Engines may operate with varying fuel blends. For example, vehicles may operate on a range of fuels supplied by the operator, ranging from pure gasoline to so-called E85 (an ethanol and gasoline blend with 85% ethanol). Various approaches are used by an engine controller to determine the fuel composition before engine operation. One approach to identifying the fuel make-up in a fuel tank is based on the shift in combustion stoichiometry caused by the varying fuel make-up. For example, at stoichiometry (e.g., as determined from the exhaust air-fuel ratio sensors), the amount of fuel delivered for the current amount of air is determined from injector characteristics. The stoichiometric ratio can then be estimated, thus enabling an ethanol content, for example, to be determined.
However, the inventors herein have recognized that while such an approach can be improved in various ways, it nevertheless remains highly susceptible to part-to-part variation and sensor drift. For example, changes in the injector characteristics can lead directly to errors in the ethanol estimate.

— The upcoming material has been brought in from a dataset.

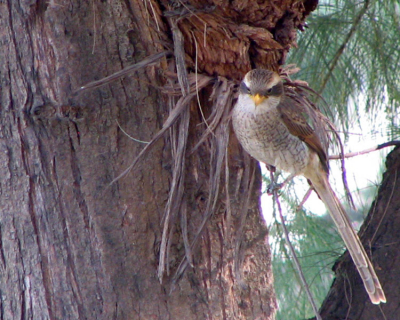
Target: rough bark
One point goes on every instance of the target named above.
(347, 298)
(74, 246)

The above issues can be at least partially addressed by recognizing that the relationship between the fuel make-up and fuel evaporation on the engine intake ports, particularly during transient operation, can be used to infer the ethanol content of the fuel. This is because the ethanol content of the fuel affects how fuel evaporates from the puddles generated on the intake port during engine operation. Further, the effects of such fuel evaporation can be observed in the exhaust air-fuel ratio during transient operating conditions.

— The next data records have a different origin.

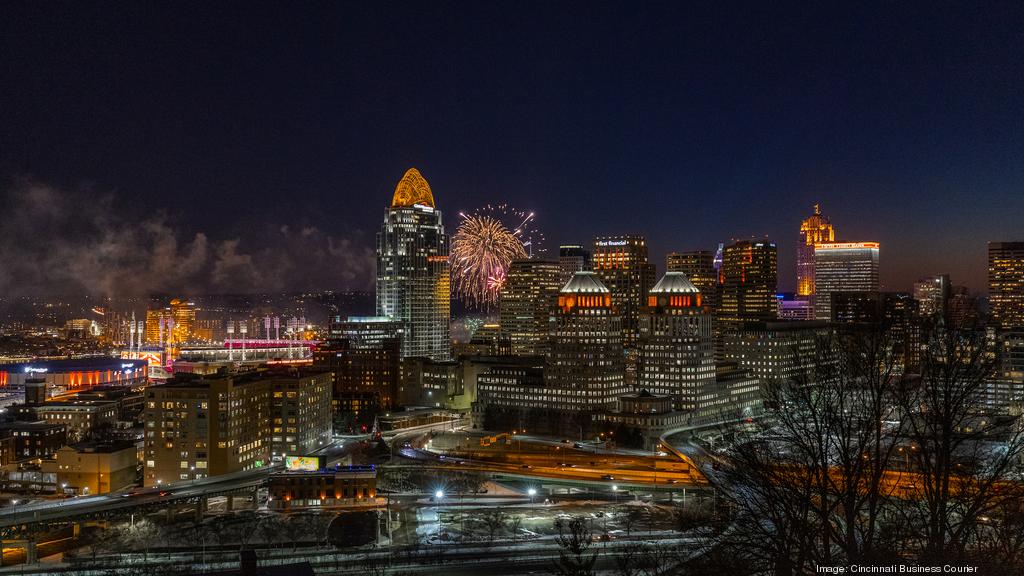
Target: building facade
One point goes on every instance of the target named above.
(698, 265)
(622, 265)
(676, 350)
(843, 266)
(813, 231)
(1006, 284)
(413, 282)
(201, 426)
(750, 278)
(572, 258)
(586, 366)
(526, 302)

One example approach for determining the fuel composition includes adjusting engine operation in response to a fuel make-up, the fuel make-up based on variation in evaporation of fuel on an engine intake port. In this way, it is possible to more accurately account for the fuel make-up by reducing sensitivity to part-to-part variability and sensor drift. Further, the fuel make-up can be learned even during transient operation so that more accurate engine control can be provided during both transient and steady state operating conditions.

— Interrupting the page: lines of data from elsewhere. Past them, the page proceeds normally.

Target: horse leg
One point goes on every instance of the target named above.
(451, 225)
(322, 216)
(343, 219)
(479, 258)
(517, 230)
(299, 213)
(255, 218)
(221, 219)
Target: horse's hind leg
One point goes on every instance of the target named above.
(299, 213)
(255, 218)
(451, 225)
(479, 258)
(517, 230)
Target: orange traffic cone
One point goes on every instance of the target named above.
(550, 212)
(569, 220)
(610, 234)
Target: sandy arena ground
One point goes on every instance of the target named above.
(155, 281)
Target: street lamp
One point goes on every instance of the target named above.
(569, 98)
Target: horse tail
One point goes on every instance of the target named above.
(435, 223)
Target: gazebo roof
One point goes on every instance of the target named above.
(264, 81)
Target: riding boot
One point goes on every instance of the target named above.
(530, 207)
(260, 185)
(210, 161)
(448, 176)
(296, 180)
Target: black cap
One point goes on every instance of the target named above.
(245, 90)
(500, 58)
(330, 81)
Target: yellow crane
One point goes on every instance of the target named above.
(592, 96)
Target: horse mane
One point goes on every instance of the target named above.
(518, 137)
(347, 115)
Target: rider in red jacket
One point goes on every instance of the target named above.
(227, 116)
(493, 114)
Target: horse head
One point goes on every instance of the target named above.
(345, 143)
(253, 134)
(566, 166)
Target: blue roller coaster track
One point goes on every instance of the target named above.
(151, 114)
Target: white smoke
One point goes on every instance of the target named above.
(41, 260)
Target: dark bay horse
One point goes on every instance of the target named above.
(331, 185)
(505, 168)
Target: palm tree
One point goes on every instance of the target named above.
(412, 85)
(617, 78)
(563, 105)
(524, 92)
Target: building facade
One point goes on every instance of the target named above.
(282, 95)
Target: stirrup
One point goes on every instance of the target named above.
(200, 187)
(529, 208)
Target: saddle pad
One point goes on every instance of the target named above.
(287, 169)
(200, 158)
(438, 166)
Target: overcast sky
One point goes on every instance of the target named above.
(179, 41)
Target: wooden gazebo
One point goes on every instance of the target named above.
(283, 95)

It should be understood that the summary above is provided to introduce in simplified form a selection of concepts that are further described in the detailed description. It is not meant to identify key or essential features of the claimed subject matter, the scope of which is defined uniquely by the claims that follow the detailed description. Furthermore, the claimed subject matter is not limited to implementations that solve any disadvantages noted above or in any part of this disclosure.